To the eye, I am a light-haired, light-eyed, light-skinned woman. I tell you that I was predominantly educated in Queens, New York, followed by a high school career in upstate, suburban Brewster, New York. You meet my mother--a petite, milky-skinned, brunette with green eyes; my stepfather (who I will ultimately introduce as my “dad”)--a tall caucasian man also with light features; and my three brothers--two blonde, one brunette, all with a similar stature, although one may appear to look a little more like me, because while the other two are step-brothers (which I also will not differentiate), he is my blood. You may immediately assume a middle class, suburban upbringing of an all-caucasian family, and I won’t correct you because I am not privy to the private thoughts and assumptions created when you look at me. What you won’t know is that my father, and therefore half of my bloodline, is Jamaican.
I can recall so many moments of what Nella Larson refers to as “passing”, or being a biracial with the privilege of appearing more “white” in a world where that equates to power. Growing up, no matter how much I could mesh in with those that looked like me, I still often felt confused at where I belonged. This was only intensified spending summers with my dark-skinned dad in a neighborhood where my lighter complexion was without a doubt, the absolute minority, and where I could not “pass” so obviously. In both places, and both worlds, so many assumptions were made about me before I could open my mouth. In my mom’s world, peers were intrigued--had I ever been to Jamaica? Did my dad make jerk chicken when I visited? In my dad’s world, I didn’t belong--you don’t listen to rap, do you? You sound “white”, are you really his daughter? In my own worlds, people had not only one, but two “single stories” about me, who I was, what I liked, what I celebrated, and where I belonged.
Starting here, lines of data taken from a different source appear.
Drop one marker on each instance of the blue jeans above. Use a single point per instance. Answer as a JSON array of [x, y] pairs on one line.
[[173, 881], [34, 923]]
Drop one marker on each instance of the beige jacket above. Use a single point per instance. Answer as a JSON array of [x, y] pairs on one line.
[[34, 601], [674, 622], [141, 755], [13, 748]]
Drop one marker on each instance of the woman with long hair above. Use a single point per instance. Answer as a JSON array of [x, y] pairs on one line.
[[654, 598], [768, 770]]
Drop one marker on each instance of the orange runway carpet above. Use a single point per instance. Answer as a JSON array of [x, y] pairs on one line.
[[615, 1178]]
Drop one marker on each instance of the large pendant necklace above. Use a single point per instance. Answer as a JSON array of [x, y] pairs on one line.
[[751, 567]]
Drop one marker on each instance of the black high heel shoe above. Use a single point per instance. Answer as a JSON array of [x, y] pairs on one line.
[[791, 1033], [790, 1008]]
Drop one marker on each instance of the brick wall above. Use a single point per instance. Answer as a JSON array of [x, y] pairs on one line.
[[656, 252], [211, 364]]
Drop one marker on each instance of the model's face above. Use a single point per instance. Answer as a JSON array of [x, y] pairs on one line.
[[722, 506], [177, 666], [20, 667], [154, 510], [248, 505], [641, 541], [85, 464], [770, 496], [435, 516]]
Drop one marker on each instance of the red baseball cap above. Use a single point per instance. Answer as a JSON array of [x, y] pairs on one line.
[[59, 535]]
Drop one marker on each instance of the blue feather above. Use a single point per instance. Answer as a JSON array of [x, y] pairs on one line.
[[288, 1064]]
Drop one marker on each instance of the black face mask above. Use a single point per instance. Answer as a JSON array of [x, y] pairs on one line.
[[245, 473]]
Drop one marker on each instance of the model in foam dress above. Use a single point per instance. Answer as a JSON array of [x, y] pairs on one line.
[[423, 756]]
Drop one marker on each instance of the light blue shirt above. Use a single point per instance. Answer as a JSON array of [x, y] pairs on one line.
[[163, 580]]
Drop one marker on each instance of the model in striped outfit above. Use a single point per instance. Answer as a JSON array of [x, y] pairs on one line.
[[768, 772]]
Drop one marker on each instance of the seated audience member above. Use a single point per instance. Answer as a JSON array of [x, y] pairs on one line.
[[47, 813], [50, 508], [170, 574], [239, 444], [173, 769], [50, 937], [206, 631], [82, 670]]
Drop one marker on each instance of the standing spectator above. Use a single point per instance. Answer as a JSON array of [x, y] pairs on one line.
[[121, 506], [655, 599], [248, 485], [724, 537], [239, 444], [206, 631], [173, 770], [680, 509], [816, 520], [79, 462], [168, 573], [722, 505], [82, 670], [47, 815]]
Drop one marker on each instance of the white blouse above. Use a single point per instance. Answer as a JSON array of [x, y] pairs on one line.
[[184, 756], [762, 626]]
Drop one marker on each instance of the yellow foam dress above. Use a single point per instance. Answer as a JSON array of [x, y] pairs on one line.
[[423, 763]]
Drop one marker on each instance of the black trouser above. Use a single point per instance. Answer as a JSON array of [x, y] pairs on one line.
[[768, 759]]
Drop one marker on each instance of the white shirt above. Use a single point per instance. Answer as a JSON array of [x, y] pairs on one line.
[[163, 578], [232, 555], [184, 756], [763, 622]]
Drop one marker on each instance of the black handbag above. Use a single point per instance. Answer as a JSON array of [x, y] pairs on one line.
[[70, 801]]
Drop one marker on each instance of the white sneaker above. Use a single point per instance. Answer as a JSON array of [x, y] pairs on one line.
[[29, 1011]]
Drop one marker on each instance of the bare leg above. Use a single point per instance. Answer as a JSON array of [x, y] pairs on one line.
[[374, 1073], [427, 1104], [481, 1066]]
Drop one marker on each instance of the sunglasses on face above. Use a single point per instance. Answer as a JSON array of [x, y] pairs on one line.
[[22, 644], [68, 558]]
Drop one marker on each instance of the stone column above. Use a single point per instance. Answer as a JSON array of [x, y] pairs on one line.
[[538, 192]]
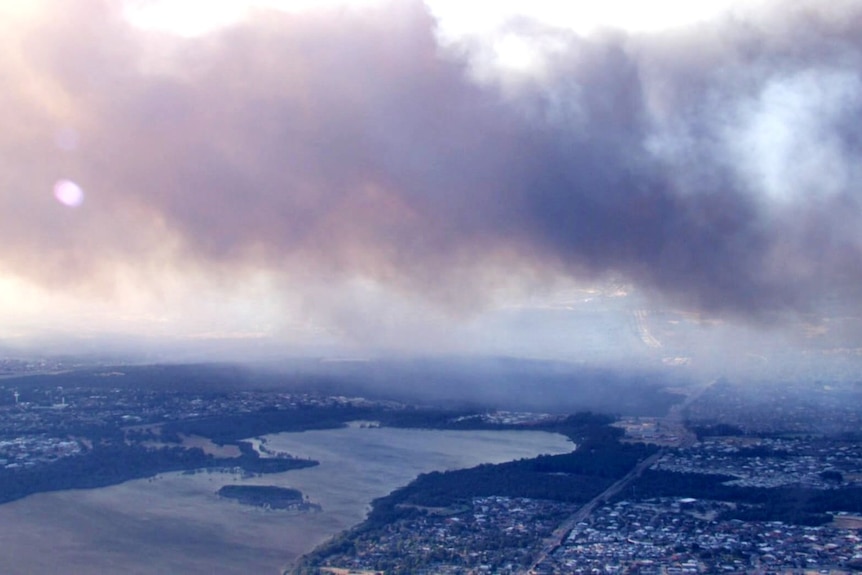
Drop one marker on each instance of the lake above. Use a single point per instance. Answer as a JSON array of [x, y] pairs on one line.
[[175, 522]]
It’s interesting to me that I have lived my whole existence trying to find this balance between these stories, for myself, and that I still could be naive enough to find myself sometimes creating and believing in the single story of another. Although that doesn’t always mean that what I attach is negative, it is still limiting, and does not paint a picture of a whole person or group of people. Adjusting our personal inner narratives and assumptions is pivotal to our success as teachers of an ELL population. It’s equally important to make sure that we consistently show students many different representations of their own individuality and cultures through literature, successful icons, images, etc. in addition to a vast and varied set of images and stories of others, so that they may not so easily fall victim to or be victims of a single story.